Nigeria makes up 45 percent of the increasing number of out-of-school children in West Africa, according to the United Nations International Children’s Emergency Fund (UNICEF)
The UNICEF report noted that the northern states have an average of 31 percent of children aged between six and 14 years out of school. The South has 11 percent. The report stated that of the 13.2 million out-of-school children in Nigeria, 7.9 million (or 69 percent) are in the northern states.
Mr. Geoffrey Njoku, a UNICEF Communication Specialist explored the role of gender in the pattern of educational marginalization in his paper delivered at a media dialogue promoting equity for children
The paper was titled ‘Gaps in education access in Nigeria: A situation analysis and what UNICEF is doing,’ it cited poor implementations of policies and laws as reasons for the dismal state of the educational system.

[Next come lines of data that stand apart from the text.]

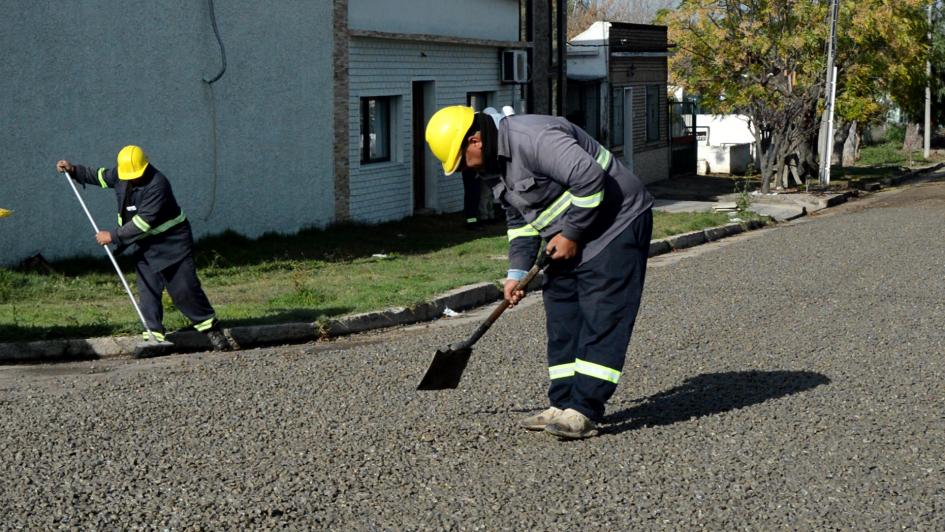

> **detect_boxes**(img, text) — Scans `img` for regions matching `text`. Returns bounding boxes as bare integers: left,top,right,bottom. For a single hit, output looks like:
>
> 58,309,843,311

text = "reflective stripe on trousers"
548,359,621,384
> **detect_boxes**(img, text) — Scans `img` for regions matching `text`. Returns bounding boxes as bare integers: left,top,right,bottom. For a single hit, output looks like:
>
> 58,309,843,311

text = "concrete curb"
0,282,506,363
0,218,767,364
849,162,945,192
657,219,765,253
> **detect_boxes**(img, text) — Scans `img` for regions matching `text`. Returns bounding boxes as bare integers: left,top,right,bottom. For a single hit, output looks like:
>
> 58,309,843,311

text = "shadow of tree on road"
603,370,831,435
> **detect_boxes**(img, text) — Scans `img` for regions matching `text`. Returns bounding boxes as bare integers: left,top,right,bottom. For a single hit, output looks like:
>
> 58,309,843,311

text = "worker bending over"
56,145,237,352
426,106,653,439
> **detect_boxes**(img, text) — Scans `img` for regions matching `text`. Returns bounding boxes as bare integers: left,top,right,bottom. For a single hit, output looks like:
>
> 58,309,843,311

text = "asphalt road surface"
2,179,944,529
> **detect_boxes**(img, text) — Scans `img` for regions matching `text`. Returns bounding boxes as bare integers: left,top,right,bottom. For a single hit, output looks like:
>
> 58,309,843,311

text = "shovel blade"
416,347,472,390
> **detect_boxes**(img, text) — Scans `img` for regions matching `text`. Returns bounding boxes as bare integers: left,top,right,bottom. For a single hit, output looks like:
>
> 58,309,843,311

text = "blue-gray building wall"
348,39,518,222
0,1,334,265
349,0,519,41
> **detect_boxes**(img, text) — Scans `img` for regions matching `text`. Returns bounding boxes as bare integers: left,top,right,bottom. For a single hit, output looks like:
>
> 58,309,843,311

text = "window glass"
611,88,624,148
466,92,490,111
646,85,661,142
361,97,390,163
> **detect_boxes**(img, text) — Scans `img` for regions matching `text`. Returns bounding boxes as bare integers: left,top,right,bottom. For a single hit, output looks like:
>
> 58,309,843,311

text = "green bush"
885,123,906,143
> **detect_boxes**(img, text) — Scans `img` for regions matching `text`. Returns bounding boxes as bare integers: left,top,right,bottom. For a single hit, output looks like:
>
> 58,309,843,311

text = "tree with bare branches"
567,0,677,38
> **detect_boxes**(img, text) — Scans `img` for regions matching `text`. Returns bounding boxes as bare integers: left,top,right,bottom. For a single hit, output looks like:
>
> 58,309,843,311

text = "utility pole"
819,0,840,186
925,1,933,160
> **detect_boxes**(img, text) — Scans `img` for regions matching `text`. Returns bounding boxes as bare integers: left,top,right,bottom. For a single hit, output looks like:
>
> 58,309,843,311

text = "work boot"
206,329,232,352
544,408,599,440
222,329,241,351
519,407,563,431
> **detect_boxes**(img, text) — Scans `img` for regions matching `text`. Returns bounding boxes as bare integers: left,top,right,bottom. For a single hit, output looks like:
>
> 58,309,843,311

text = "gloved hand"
56,160,75,174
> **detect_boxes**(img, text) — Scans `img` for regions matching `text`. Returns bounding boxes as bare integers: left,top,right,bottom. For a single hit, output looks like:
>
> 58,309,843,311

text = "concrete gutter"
0,218,771,364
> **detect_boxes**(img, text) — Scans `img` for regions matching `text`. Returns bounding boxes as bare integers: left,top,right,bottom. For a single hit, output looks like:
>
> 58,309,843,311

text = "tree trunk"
753,118,771,194
832,120,850,167
841,121,858,167
854,129,862,161
903,123,922,152
796,140,819,180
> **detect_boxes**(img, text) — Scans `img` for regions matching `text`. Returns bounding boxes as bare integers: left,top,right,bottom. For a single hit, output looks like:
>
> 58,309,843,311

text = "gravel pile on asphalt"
2,186,944,528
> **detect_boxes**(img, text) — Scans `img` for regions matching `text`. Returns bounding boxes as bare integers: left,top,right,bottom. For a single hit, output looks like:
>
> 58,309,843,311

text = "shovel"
417,248,551,390
62,171,175,358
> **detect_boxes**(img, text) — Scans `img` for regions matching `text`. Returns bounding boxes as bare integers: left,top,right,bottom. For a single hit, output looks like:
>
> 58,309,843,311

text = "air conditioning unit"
501,50,528,84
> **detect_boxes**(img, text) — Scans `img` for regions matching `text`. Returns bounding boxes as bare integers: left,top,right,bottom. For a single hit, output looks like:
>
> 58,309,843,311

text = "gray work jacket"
486,114,653,275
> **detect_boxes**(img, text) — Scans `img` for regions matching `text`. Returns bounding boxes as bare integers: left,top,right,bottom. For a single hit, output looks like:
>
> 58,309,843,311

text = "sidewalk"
648,173,850,222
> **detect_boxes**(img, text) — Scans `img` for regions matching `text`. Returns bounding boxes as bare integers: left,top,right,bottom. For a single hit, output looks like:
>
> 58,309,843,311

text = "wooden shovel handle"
485,250,549,322
454,248,552,351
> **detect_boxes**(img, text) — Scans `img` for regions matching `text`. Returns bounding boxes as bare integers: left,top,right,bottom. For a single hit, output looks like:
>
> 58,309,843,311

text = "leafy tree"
660,0,929,191
899,1,945,128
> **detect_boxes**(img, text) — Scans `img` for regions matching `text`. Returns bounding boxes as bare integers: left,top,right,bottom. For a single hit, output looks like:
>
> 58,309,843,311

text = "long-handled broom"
62,171,174,358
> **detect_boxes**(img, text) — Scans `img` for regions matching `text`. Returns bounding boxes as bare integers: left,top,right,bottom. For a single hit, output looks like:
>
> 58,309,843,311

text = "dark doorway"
412,81,433,211
669,101,698,176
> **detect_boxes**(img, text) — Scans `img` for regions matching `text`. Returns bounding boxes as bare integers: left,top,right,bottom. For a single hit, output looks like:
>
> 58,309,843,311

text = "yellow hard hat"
116,145,149,180
0,208,12,218
425,106,475,176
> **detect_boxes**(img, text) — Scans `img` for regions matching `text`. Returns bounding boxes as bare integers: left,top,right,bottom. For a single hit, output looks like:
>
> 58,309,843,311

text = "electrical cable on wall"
202,0,226,220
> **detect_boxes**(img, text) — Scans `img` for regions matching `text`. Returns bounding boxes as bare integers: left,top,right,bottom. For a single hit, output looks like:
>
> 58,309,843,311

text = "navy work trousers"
135,254,216,334
542,209,652,421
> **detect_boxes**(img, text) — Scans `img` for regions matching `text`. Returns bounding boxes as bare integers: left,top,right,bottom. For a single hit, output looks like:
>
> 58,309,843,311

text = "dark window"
466,92,490,111
611,88,624,148
360,97,391,163
646,85,661,143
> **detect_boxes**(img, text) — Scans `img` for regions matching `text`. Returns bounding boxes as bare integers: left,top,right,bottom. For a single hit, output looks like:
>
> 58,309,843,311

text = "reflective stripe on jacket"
71,164,194,271
486,114,654,272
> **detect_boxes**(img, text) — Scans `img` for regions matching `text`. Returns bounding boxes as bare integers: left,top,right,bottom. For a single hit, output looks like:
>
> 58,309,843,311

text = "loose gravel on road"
1,181,944,529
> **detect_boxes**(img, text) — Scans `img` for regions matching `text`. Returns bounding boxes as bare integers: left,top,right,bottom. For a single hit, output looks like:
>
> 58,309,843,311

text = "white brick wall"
348,38,516,223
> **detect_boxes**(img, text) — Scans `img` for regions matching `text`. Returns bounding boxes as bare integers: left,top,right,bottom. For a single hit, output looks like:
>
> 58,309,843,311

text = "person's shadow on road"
603,370,830,435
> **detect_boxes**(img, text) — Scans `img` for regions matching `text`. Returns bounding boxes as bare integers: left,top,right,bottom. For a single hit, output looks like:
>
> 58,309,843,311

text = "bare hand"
95,231,112,246
504,279,525,307
547,233,578,260
56,160,74,174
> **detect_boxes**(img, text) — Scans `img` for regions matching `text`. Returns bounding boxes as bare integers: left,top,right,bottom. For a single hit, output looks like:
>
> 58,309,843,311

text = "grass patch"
651,211,735,239
829,140,945,187
1,210,736,342
856,142,924,167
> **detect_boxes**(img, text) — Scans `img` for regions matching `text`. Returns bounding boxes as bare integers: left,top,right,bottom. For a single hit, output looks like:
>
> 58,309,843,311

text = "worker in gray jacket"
426,106,653,439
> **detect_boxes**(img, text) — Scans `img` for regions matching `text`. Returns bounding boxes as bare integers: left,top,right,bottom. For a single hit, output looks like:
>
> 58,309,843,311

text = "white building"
695,114,757,175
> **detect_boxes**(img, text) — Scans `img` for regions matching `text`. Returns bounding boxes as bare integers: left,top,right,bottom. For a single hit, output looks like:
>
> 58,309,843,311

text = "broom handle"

‘In Nigeria, weak political will exist to fully and effectively implement the Universal Basic Education Act of 2004 and other education policies. The recent security threats to schooling in the North East as well as other parts of Nigeria has contributed significantly to the low demand for and access to education especially for girls,’ it said.
Njoku noted that early marriage, poor learning outcomes, and poverty all contribute to the increased number of out-of-school children. Poverty was singled out as the one most impactful factor for children being out of school.
‘Parents and children from poor households struggle to meet the demands of direct and indirect costs of education. If parents had money, they would prioritise the education of their sons over daughters for socio-cultural reasons.
‘In many parts of Nigeria, early marriage is still a common traditional practice, which negatively impacts on girls’ enrolment and retention in school. Some cultural practices and beliefs also keep children out of school and deny them the right to education,’ the report added.